Di tengah sukacita umat Kristen merayakan natal, masih terjadi keresahan di sejumlah wilayah di Indonesia, khususnya tentang larangan beribadah yang terjadi di beberapa daerah.
Ketidakbebasan warga yang menganut agama Kristen untuk beribadah tersebut sangat kontras dengan ideologi bangsa Indonesia khususnya Pancasila sila ke-1, Ketuhanan yang Maha Esa.
Meski banyak daerah, umat Kristen dapat menjalankan ibadah natal dengan nyaman bahkan penuh toleransi, namun masih adanya diskriminasi tidak dapat dianggap sepele.
Di sejumlah daerah seperti Kota Manado, selain TNI Polri yang menjaga jalannya ibadah, ada juga warga yang menganut agama lain seperti Islam yang turut melakukan pengamanan.
Itu sudah menjadi tradisi toleransi dan tenggang rasa yang dijalankan dengan penuh sukacita dan akan terus diwariskan kepada anak cucu kelak.
Itulah yang membuat Anggota DPR Komisi I RI Hillary Brigitta Lasut SH LLM dari fraksi NasDem dapil Sulawesi Utara meradang.
Hillary mengaku bersyukur dan bangga karena di sejumlah daerah, toleransi antar umat beragama dijaga dengan teguh yang membuat Indonesia makin kuat.
Namun di sisi lain, masih adanya larangan beribadah dan membangun rumah ibadah juga menjadi hal memilukan.
Memilukan karena hingga kini belum terlihat adanya para pemegang kekuasaan yang turun tangan.
“Di tengah maraknya intoleransi dan pelarangan ibadah di Indonesia, di mana para calon presiden (capres) dan tokoh-tokoh politik besar? Masyarakat non mayoritas membutuhkan dukungan,” ujar Hillary di perayaan natal kedua, Senin (26/12/2022).
Di hari natal ini, Hillary berharap, para petinggi khususnya eksekutif yang punya kuasa pengelolaan negara dapat mengerahkan aparat untuk menindak tegas para penabur bibir intoleran yang merajalela, tidak peduli di daerah mana selama masih di Indonesia.

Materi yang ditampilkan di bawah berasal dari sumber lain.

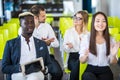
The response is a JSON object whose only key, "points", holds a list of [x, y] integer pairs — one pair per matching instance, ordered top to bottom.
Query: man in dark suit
{"points": [[23, 49]]}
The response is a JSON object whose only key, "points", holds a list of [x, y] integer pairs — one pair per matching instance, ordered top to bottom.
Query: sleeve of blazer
{"points": [[47, 56], [7, 65]]}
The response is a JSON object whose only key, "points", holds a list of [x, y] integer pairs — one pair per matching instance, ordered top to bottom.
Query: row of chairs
{"points": [[66, 23]]}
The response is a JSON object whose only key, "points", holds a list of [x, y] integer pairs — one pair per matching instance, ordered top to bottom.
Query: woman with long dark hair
{"points": [[98, 50]]}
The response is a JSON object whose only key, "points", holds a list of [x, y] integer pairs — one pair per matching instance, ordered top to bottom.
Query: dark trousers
{"points": [[73, 65], [55, 70], [97, 73]]}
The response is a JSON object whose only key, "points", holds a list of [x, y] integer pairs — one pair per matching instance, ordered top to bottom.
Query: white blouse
{"points": [[45, 31], [71, 36], [101, 59]]}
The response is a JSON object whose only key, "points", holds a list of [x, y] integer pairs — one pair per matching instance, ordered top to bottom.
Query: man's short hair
{"points": [[22, 15]]}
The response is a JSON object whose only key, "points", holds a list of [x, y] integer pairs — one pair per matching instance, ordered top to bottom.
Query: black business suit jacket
{"points": [[12, 54]]}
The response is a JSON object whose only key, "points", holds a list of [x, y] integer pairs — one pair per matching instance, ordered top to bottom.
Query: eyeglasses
{"points": [[77, 18]]}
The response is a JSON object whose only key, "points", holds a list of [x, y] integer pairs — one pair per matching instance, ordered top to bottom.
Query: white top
{"points": [[45, 31], [73, 37], [27, 54], [101, 59]]}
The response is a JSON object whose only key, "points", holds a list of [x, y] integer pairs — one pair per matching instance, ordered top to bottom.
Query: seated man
{"points": [[24, 49]]}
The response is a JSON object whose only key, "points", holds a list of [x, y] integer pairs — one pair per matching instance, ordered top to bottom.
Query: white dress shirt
{"points": [[71, 36], [28, 53], [101, 59]]}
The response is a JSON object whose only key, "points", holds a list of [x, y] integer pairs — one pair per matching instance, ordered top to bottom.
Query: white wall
{"points": [[77, 5], [114, 8]]}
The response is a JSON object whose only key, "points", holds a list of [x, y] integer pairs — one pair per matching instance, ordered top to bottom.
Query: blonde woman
{"points": [[72, 41]]}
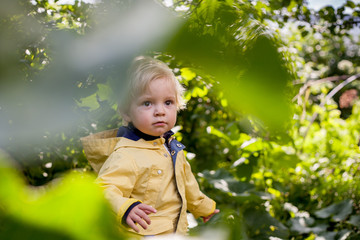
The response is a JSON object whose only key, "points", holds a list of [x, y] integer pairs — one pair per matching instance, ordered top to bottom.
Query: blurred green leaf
{"points": [[73, 207], [337, 211]]}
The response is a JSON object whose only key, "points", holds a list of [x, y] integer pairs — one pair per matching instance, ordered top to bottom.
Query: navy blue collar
{"points": [[132, 133]]}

Hillary pun dengan tegas menyebut, suara minoritas jangan hanya didengar saat dibutuhkan untuk kebutuhan pilkada.
“Jangan cari suara minoritas dan janji manis mendekati pemilu dan pilpres, tapi di saat begini umat minoritas menjerit di dalam hati tapi tidak ada yang mau mempertaruhkan jabatan dan simpati untuk bertindak tegas. Legislatif bisa berkoar tapi tetap eksekutif pengambil keputusan,” tegas Hillary.

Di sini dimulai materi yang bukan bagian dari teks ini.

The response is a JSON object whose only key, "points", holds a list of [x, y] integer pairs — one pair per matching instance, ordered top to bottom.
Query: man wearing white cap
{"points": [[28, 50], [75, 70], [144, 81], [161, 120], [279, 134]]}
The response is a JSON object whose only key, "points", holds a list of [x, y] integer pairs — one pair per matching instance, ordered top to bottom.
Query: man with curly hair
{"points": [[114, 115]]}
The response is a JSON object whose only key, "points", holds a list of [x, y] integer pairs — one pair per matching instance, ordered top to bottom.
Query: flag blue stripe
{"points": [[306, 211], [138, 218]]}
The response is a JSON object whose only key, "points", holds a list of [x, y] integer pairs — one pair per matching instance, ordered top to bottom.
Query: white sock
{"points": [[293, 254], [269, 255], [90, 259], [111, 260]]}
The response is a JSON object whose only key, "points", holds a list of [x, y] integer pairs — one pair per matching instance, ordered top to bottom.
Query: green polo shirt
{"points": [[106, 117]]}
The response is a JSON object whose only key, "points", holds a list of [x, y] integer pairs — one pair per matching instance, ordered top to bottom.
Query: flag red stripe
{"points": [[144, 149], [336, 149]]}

Hillary pun berharap, hal ini dapat dijadikan pertimbangan agar masyarakat nantinya mau memilih pemimpin yang mau bersuara tegas soal intoleransi.
“Pilih yang mau menindak tegas dan mengecam segala bentuk pelarangan ibadah. Jangan mau tertipu dengan janji manis mereka yang enggan menanggung resiko untuk kepentingan rakyat,” kata Hillary.

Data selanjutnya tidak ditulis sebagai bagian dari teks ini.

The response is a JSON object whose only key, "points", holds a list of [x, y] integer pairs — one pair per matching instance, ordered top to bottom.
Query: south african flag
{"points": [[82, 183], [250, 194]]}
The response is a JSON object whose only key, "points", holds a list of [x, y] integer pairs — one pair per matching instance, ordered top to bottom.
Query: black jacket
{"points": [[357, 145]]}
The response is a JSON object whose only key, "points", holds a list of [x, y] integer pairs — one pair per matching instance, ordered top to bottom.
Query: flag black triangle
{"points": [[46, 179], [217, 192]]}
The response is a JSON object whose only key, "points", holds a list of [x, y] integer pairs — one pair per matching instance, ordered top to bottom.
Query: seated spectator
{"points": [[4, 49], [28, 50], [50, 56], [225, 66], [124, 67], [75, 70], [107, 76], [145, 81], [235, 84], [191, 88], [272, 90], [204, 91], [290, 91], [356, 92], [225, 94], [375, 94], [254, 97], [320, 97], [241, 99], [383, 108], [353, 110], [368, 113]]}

Hillary berharap, para tokoh besar yang punya kekuasaan, yang mengaku berjiwa nasionalis yang tinggi dan punya visi besar untuk Indonesia, dapat membuktikan kata-kata indahnya lewat upaya menindak dan mengecam serta mensosialisasikan gerakan anti Intoleransi langsung ke titik-titik kejadian, baik secara fisik maupun virtual.
“Mewakili rakyat Indonesia kaum minoritas yang sudah gerah dengan tidak adanya ketegasan dalam penegakan sila pertama Pancasila,” kata Hillary.
Diketahui, Hillary Lasut juga telah menyurat secara resmi kepada Presiden RI terkait masalah intoleransi dan pelarangan ibadah serta kesulitan mendirikan rumah ibadah di daerah-daerah.
Apalagi belum lama ini, ada sejumlah kasus viral tentang pelarangan ibadah, seperti di Bogor, Bolaang Mongondouw Timur, Sulawesi Utara dan juga ada di tempat lain.
Lewat surat tersebut, Hillary berharap ada ketegasan ke semua kepala daerah dan gerakan aparat ke semua titik untuk sosialisasi.
Sementara bagi tokoh masyarakat desa setempat yang belum paham apa itu toleransi, harusnya mendapat penataran terlebih dahulu.
“Saya sudah buatkan tembusan juga ke Kapolri, Panglima TNI, Kemenag, Kepala Staff Kepresidenan, Mensesneg, Pimpinan MPR DPR DPD dan tembusan ke semua organisasi kepemudaan dan kemasyarakatan agar besama-sama, bahu-membahu mengatasi masalah ini,” pungkas Hillary.